Ob es immer sein musste, darüber gingen die Meinungen zuweilen auseinander. In seinem Verfolgungseifer schieße Richter schon mal übers Ziel hinaus, monierten Kritiker, zu sehr gefalle er sich in der Rolle des „Großwildjägers“. Womöglich sei der bekennende Alt-Achtundsechziger gar ideologisch getrieben, wurde regelmäßig geargwöhnt – was er stets zurückwies. Manche sahen in ihm sogar einen personifizierten „Standortnachteil“: Anderswo müssten Top-Manager nicht wie in Stuttgart damit rechnen, dass unternehmerische Entscheidungen „kriminalisiert“ würden. Zuletzt veröffentlichte ein ehemaliger LBBW-Manager sogar einen justiz-kritischen Roman, in dem mit einem fiktiven, aber erkennbar an Richter angelehnten Oberstaatsanwalt abgerechnet wurde.

Was Wunder, dass die Stellenbesetzung in der Wirtschaft mit Argusaugen verfolgt wird. In den Konzernen wünsche man sich einen „pflegeleichteren“ Nachfolger für Richter, berichten Insider; diskrete Lobbyarbeit mit diesem Ziel sei bereits angelaufen. Zu erhärten ist das nicht, wie auch die Kritik an dem Chefermittler meist nur hinter vorgehaltener Hand geäußert wird. „Von einer Einflussnahme auf die Besetzungsentscheidung aus der Wirtschaft ist dem Justizministerium nichts bekannt“, sagt der Sprecher Stickelbergers. Man würde sie sich auch nicht gefallen lassen, verlautet aus den Strafverfolgungsbehörden. Es sei „ganz wichtig, dass die Stelle gut besetzt wird“, sagt ein hochrangiger Ankläger.

Vor der Vollbremsung noch einmal Vollgas

Das dürfte auch Minister Stickelberger so sehen.
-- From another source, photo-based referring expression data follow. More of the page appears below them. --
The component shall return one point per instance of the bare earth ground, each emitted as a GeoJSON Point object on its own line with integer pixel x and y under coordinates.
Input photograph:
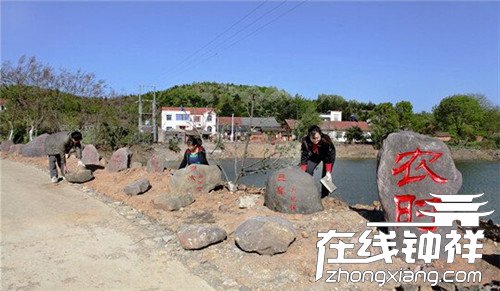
{"type": "Point", "coordinates": [225, 266]}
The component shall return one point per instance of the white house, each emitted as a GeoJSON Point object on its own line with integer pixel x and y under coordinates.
{"type": "Point", "coordinates": [188, 118]}
{"type": "Point", "coordinates": [332, 116]}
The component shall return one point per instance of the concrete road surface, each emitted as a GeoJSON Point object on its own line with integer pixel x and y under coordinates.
{"type": "Point", "coordinates": [55, 237]}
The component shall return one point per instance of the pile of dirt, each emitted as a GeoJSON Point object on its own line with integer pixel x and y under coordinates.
{"type": "Point", "coordinates": [294, 269]}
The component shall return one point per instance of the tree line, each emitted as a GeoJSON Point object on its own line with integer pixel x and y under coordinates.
{"type": "Point", "coordinates": [42, 99]}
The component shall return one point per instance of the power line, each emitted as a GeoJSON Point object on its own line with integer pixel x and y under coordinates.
{"type": "Point", "coordinates": [215, 38]}
{"type": "Point", "coordinates": [242, 29]}
{"type": "Point", "coordinates": [243, 38]}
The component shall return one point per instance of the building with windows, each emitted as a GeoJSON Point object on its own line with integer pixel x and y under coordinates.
{"type": "Point", "coordinates": [188, 119]}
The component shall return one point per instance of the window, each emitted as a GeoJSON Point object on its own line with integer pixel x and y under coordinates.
{"type": "Point", "coordinates": [182, 117]}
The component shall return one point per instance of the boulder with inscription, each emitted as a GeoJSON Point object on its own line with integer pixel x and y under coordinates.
{"type": "Point", "coordinates": [196, 179]}
{"type": "Point", "coordinates": [411, 166]}
{"type": "Point", "coordinates": [291, 190]}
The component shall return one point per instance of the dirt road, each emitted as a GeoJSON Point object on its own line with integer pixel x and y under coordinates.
{"type": "Point", "coordinates": [55, 237]}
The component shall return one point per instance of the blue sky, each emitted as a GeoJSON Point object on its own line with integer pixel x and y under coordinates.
{"type": "Point", "coordinates": [368, 51]}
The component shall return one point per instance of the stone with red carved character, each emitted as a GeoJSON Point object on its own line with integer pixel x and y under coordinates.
{"type": "Point", "coordinates": [291, 190]}
{"type": "Point", "coordinates": [410, 167]}
{"type": "Point", "coordinates": [196, 179]}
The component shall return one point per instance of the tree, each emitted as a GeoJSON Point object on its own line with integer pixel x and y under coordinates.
{"type": "Point", "coordinates": [404, 109]}
{"type": "Point", "coordinates": [308, 118]}
{"type": "Point", "coordinates": [423, 123]}
{"type": "Point", "coordinates": [385, 120]}
{"type": "Point", "coordinates": [354, 134]}
{"type": "Point", "coordinates": [461, 115]}
{"type": "Point", "coordinates": [39, 97]}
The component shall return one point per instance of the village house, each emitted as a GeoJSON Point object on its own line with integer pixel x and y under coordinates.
{"type": "Point", "coordinates": [262, 128]}
{"type": "Point", "coordinates": [335, 129]}
{"type": "Point", "coordinates": [189, 119]}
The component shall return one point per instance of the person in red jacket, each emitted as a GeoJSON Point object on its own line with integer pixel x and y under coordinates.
{"type": "Point", "coordinates": [317, 147]}
{"type": "Point", "coordinates": [195, 153]}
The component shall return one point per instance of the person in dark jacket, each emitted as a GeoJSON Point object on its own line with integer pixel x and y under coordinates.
{"type": "Point", "coordinates": [317, 147]}
{"type": "Point", "coordinates": [195, 153]}
{"type": "Point", "coordinates": [57, 145]}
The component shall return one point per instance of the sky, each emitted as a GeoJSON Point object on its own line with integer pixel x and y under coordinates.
{"type": "Point", "coordinates": [368, 50]}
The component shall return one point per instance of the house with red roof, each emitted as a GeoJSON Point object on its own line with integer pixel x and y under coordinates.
{"type": "Point", "coordinates": [188, 119]}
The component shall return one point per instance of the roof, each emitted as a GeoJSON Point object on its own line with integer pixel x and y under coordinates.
{"type": "Point", "coordinates": [442, 134]}
{"type": "Point", "coordinates": [333, 125]}
{"type": "Point", "coordinates": [344, 125]}
{"type": "Point", "coordinates": [192, 110]}
{"type": "Point", "coordinates": [291, 123]}
{"type": "Point", "coordinates": [262, 122]}
{"type": "Point", "coordinates": [226, 120]}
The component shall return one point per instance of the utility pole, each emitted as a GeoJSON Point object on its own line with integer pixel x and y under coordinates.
{"type": "Point", "coordinates": [152, 125]}
{"type": "Point", "coordinates": [232, 127]}
{"type": "Point", "coordinates": [140, 108]}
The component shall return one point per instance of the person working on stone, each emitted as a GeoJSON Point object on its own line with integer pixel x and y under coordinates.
{"type": "Point", "coordinates": [195, 153]}
{"type": "Point", "coordinates": [317, 147]}
{"type": "Point", "coordinates": [57, 145]}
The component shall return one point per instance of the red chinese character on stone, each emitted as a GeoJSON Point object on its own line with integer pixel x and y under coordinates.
{"type": "Point", "coordinates": [281, 190]}
{"type": "Point", "coordinates": [404, 210]}
{"type": "Point", "coordinates": [421, 204]}
{"type": "Point", "coordinates": [281, 177]}
{"type": "Point", "coordinates": [406, 167]}
{"type": "Point", "coordinates": [407, 209]}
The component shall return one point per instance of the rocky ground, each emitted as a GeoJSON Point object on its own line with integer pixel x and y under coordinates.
{"type": "Point", "coordinates": [226, 266]}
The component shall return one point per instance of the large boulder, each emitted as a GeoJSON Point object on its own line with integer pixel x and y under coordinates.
{"type": "Point", "coordinates": [291, 190]}
{"type": "Point", "coordinates": [120, 160]}
{"type": "Point", "coordinates": [265, 235]}
{"type": "Point", "coordinates": [36, 147]}
{"type": "Point", "coordinates": [79, 176]}
{"type": "Point", "coordinates": [137, 187]}
{"type": "Point", "coordinates": [5, 146]}
{"type": "Point", "coordinates": [90, 156]}
{"type": "Point", "coordinates": [196, 179]}
{"type": "Point", "coordinates": [194, 237]}
{"type": "Point", "coordinates": [156, 163]}
{"type": "Point", "coordinates": [173, 202]}
{"type": "Point", "coordinates": [410, 167]}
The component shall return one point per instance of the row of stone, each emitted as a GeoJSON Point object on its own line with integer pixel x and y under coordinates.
{"type": "Point", "coordinates": [262, 235]}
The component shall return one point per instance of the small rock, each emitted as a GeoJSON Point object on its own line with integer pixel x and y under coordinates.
{"type": "Point", "coordinates": [80, 176]}
{"type": "Point", "coordinates": [36, 147]}
{"type": "Point", "coordinates": [173, 202]}
{"type": "Point", "coordinates": [137, 187]}
{"type": "Point", "coordinates": [248, 201]}
{"type": "Point", "coordinates": [90, 155]}
{"type": "Point", "coordinates": [156, 163]}
{"type": "Point", "coordinates": [5, 146]}
{"type": "Point", "coordinates": [194, 237]}
{"type": "Point", "coordinates": [265, 235]}
{"type": "Point", "coordinates": [120, 160]}
{"type": "Point", "coordinates": [16, 149]}
{"type": "Point", "coordinates": [135, 165]}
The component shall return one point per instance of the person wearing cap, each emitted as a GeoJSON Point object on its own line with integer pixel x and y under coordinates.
{"type": "Point", "coordinates": [318, 147]}
{"type": "Point", "coordinates": [195, 153]}
{"type": "Point", "coordinates": [57, 145]}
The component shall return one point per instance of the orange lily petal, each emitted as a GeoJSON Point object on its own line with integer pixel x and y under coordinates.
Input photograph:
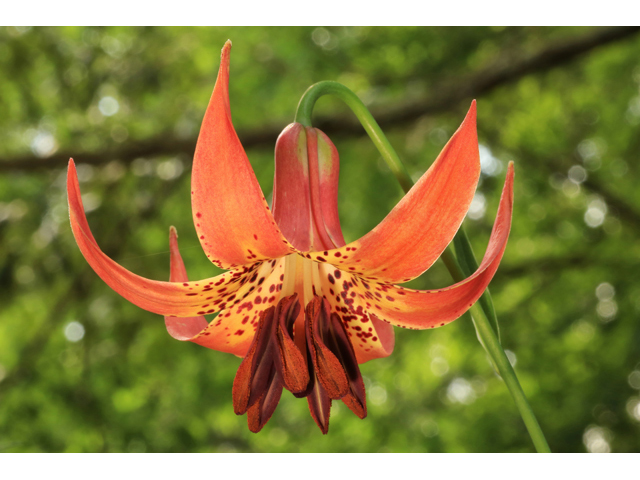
{"type": "Point", "coordinates": [181, 328]}
{"type": "Point", "coordinates": [291, 206]}
{"type": "Point", "coordinates": [233, 329]}
{"type": "Point", "coordinates": [370, 337]}
{"type": "Point", "coordinates": [434, 308]}
{"type": "Point", "coordinates": [184, 299]}
{"type": "Point", "coordinates": [231, 215]}
{"type": "Point", "coordinates": [414, 234]}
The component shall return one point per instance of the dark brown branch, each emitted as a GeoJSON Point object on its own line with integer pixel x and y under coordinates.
{"type": "Point", "coordinates": [444, 98]}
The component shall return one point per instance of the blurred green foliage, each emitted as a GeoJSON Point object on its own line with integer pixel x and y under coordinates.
{"type": "Point", "coordinates": [81, 369]}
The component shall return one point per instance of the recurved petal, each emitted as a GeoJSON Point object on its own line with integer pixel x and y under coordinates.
{"type": "Point", "coordinates": [231, 215]}
{"type": "Point", "coordinates": [181, 328]}
{"type": "Point", "coordinates": [423, 223]}
{"type": "Point", "coordinates": [232, 331]}
{"type": "Point", "coordinates": [435, 308]}
{"type": "Point", "coordinates": [370, 337]}
{"type": "Point", "coordinates": [186, 299]}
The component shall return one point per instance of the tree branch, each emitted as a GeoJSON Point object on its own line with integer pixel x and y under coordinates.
{"type": "Point", "coordinates": [444, 98]}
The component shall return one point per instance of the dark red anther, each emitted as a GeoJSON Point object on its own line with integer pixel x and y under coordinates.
{"type": "Point", "coordinates": [272, 362]}
{"type": "Point", "coordinates": [333, 368]}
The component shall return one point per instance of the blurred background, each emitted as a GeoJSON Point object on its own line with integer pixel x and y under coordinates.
{"type": "Point", "coordinates": [83, 370]}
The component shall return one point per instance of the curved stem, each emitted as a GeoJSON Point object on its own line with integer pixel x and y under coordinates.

Schon der bloße Verdacht, er installiere einen allzu zahmen Chef in der Wirtschaftsabteilung, wäre kontraproduktiv: Der Neue müsste umgehend beweisen, dass er sehr wohl zubeißen kann. Leicht wird es ohnehin nicht, jemanden zu finden, der an das Kaliber Richters heranreicht; potenzielle Namen sind bisher keine an die Öffentlichkeit gedrungen.

Der scheidende Oberstaatsanwalt arbeitet derweil unermüdlich weiter. Bis zum Sommer, sagt die Behördensprecherin, wolle er in puncto Porsche-VW zwei weitere Ermittlungsverfahren abschließen. Dann soll sich entscheiden, ob auch jene Mitteilung vom Herbst 2008, mit der die bis dahin bestrittenen Übernahmepläne erstmals bestätigt wurden, wegen lückenhafter Informationen eine Marktmanipulation darstellte, und ob auch Porsche-Aufsichtsräte angeklagt werden – vorneweg Ferdinand Piech und Wolfgang Porsche. In der Autosprache klänge das so: Hans Richter gibt noch einmal Vollgas, ehe ihn der Ruhestand zu einer Vollbremsung zwingt.